The convener of Alliance for Women in Media Africa, Ms Shamima Muslim, has urged journalists to engage in dignified storytelling in order to honour the people they report on.

She said that was because telling stories in a dignified manner sought to foster a common understanding of how storytelling could uphold the dignity of all persons.

“Dignified storytelling aims to amplify the voices of contributors, especially those who often go unheard, and to influence positive social change,” she added.

Ms Muslim was speaking on the “Role of Journalism in Ending Human Trafficking” in Aburi on Wednesday at a workshop organised by the International Justice Mission (IJM), Ghana.

She indicated that there were principles of dignified storytelling which could guide journalists towards telling stories that were grounded in deep respect, full transparency, and social responsibility.

“The principles are interconnected and each of the principles serves as a part of the whole,” she added.

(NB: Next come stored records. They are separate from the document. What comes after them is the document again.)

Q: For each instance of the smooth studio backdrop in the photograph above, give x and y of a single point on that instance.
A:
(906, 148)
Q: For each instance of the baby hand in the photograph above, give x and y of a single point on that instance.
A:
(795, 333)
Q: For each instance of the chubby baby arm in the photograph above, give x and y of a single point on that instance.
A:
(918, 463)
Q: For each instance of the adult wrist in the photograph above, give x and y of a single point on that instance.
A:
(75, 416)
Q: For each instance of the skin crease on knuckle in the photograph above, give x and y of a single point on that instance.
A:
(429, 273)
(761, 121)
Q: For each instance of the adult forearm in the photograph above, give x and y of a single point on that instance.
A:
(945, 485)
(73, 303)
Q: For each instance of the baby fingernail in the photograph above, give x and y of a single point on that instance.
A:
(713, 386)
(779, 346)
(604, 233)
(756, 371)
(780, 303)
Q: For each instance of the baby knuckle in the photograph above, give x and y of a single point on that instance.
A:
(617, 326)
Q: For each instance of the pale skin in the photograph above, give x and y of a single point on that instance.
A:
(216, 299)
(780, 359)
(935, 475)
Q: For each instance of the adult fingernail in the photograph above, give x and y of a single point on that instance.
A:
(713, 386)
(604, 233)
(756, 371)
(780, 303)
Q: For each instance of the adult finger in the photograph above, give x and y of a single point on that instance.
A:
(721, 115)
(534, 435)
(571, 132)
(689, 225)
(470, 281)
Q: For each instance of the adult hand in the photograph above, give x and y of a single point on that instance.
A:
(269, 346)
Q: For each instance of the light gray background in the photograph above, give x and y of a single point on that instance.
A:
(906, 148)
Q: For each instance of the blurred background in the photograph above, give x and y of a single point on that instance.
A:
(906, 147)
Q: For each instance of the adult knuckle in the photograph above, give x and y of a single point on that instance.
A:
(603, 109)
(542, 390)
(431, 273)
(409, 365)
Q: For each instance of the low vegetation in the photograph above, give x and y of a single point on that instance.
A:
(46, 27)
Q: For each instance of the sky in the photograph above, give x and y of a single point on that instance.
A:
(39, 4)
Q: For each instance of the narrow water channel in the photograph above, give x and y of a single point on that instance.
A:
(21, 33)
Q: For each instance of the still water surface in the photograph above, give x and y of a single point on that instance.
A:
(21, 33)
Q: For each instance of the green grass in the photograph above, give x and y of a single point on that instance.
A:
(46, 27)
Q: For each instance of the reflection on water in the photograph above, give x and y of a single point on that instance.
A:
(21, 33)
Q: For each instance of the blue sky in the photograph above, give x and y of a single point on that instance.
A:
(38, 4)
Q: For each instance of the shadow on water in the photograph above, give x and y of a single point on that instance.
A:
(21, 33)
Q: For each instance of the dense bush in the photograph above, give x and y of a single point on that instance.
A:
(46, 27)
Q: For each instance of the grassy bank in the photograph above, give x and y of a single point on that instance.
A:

Ms Muslim said the principles included “It is not my story,” “I do no harm”, “We are all multi-dimensional”,“Consent is more than paperwork” and “I am biased”.

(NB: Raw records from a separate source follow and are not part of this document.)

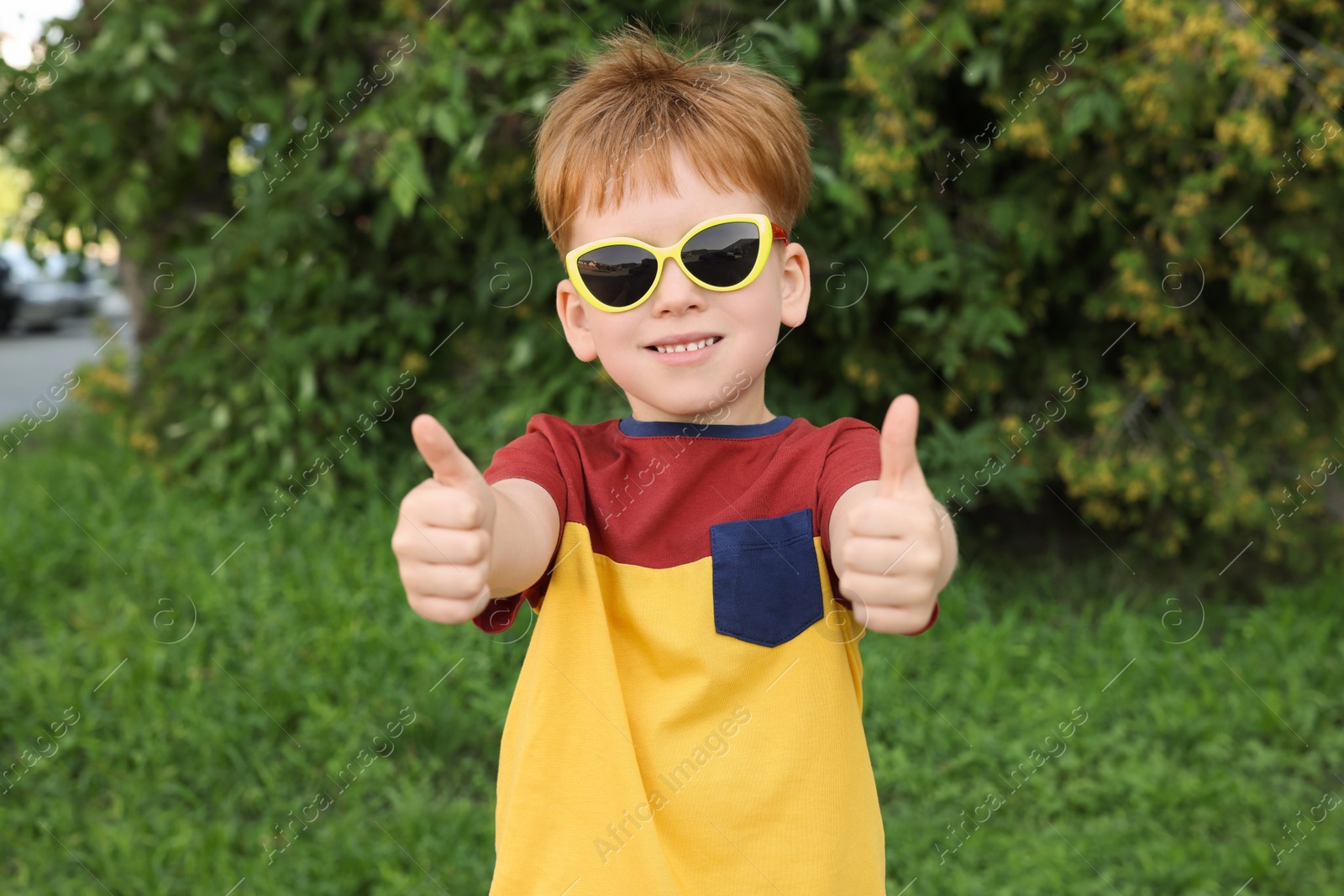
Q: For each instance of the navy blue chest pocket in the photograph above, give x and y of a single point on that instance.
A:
(766, 579)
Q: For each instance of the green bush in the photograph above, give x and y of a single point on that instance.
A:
(1131, 224)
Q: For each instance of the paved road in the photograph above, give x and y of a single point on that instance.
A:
(31, 363)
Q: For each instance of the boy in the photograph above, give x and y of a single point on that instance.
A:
(687, 719)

The remaining were “I do my homework”, “I am empathetic”, “I protect others’ data like my own”, “Truth over headlines” and “A story can change the world”.

The convener for Women in Media Africa said being a good anti-human trafficking advocate demanded attitude, skills and knowledge.

Ms Muslim encouraged journalists to be compelling in ways they held duty bearers accountable, and ensure responsible, ethical reporting.

“Provide constructive feedback to newsroom managers and ensure sustained awareness creation on the menace by enabling visibility on the problems,” she added.

Ms Yaa Asamoah, an attorney in a presentation on “The Nature of Human Trafficking in Ghana and The Human Trafficking Act”, said poverty, income inequality, cheap labour, lack of job opportunities and false advertisements of job opportunities were some of the underlining factors of human trafficking.

She said traffickers in the country should be prosecuted to deter crime, break the cycle of violence and injustice, improve international rating and address the United Nations Sustainable Development Goals (SDGs).

Ms Asamoah said the human trafficking elements comprised the AMP model which looked at “Acts, Means and Purpose” of human trafficking.

The act, she said, included the recruitment, transportation, transferring, harbouring, trading or receipt of persons; means consisted the use of threats, force, abduction, deception, abuse of power while purpose included induced prostitution and other forms of sexual exploitation, forced labour services, slavery and servitude.